- 取得には「対象者要件確認→専門職員配置→指針整備→カンファレンス体制→届出提出」の5ステップが必要
- 最大の律速要因は研修修了者の確保であり、受講計画の前倒しが取得時期を左右する
認知症専門ケア加算とは何か?
認知症専門ケア加算は、介護保険施設が認知症の入所者に対して専門的なケア体制を整えている場合に算定の対象となる加算です。特別養護老人ホーム、介護老人保健施設、介護医療院などが対象で、単位数は以下の通りです。
| 区分 | 単位数(目安) | 主な要件 |
|---|---|---|
| 認知症専門ケア加算(I) | 3単位/日 | 認知症ケアの指針策定、研修実施、実践リーダー研修修了者等の配置 |
| 認知症専門ケア加算(II) | 4単位/日 | (I)の要件に加え指導者養成研修修了者等の配置、職員ごとの研修計画 |
日額の単位数としては小さく見えますが、対象となる入所者に日々算定するため、定員規模によっては年間で無視できない収入差になります。同時に、要件を整える過程で認知症ケアの体制そのものが底上げされる点が、この加算の実務的な価値です。
認知症専門ケア加算を取得する5つのステップ
ステップ1:対象者要件を確認する
認知症専門ケア加算の算定には、認知症高齢者の日常生活自立度ランクIII以上に該当する利用者が全利用者数の50%以上を占めていることが基本要件とされています。まず現在の入所者構成を洗い出し、要件を満たしているかを確認します。
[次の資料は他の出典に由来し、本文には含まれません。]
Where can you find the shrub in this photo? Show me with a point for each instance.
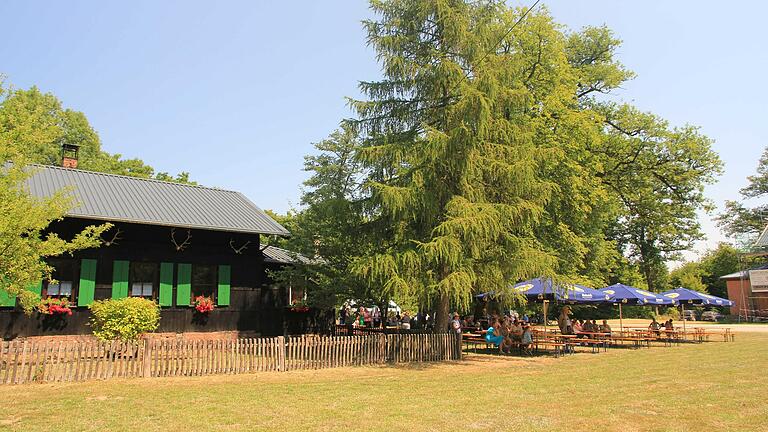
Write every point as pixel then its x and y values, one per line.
pixel 124 319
- 要介護認定資料・主治医意見書で自立度ランクを確認
- 該当者数と全利用者数の比率を算出
- 50%を下回る場合は算定対象外となるため、まず体制整備を先行させる
ステップ2:専門知識を有する職員を配置する
(I)では認知症介護実践リーダー研修等を修了した職員の配置、(II)ではさらに認知症介護指導者養成研修修了者等の配置が求められます。
| 加算区分 | 必要な研修・資格 |
|---|---|
| (I) | 認知症介護実践リーダー研修修了者等 |
| (II) | 認知症介護指導者養成研修修了者等 |
配置人数は対象となる入所者の数に応じて定められており、対象者が20人未満なら1名以上、20人以上では対象者数に応じた追加配置が必要とされています。研修は自治体や関連団体が実施しており、申込から修了まで数カ月を要することが一般的です。定員に限りがあり申込が先着・選考となる地域もあるため、早期の受講計画が取得スケジュールを左右します。
ステップ3:認知症ケアの指針を整備する
施設全体での認知症ケアの方針を明文化し、職員に周知する必要があります。
- ケア方針・対応フローの文書化
- 職員向け研修の年間計画作成
- 家族・関係機関への説明資料整備
ゼロから書き起こす必要はなく、既存の認知症ケアマニュアルや委員会資料を指針の体裁に再編成する方法が現実的です。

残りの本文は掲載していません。